We recorded surface electromyography from three lower leg muscles (tibilias anterior, gastrocnemius medial head, gastrocnemius lateral head) and four upper leg muscles (vastus lateralis, rectus femoris, biceps femoris, and gluteus medius) of 12 unilateral transtibial amputee subjects and 12 non-amputee subjects during treadmill walking at 0.7, 1.0, 1.3, and 1.6 m/s. Muscle signals were recorded from the amputated leg of amputee subjects and the right leg of control subjects. For amputee subjects, lower leg muscle signals were recorded from within the limb-socket interface and from muscles above the knee. We quantified differences in the muscle activation profile between amputee and control groups during treadmill walking using cross-correlation analyses. We also assessed the step-to-step inter-subject variability of these profiles by calculating variance-to-signal ratios.

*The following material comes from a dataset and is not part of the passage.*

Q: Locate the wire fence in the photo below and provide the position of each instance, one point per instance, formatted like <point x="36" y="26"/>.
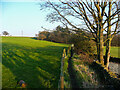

We found that amputee subjects demonstrated reliable muscle recruitment signals from residual lower leg muscles recorded within the prosthetic socket during walking, which were locked to particular phases of the gait cycle. However, muscle activation profile variability was higher for amputee subjects than for control subjects.
Robotic lower limb prostheses could use myoelectric signals recorded from surface electrodes within the socket-limb interface to derive feedforward commands from the amputee’s nervous system.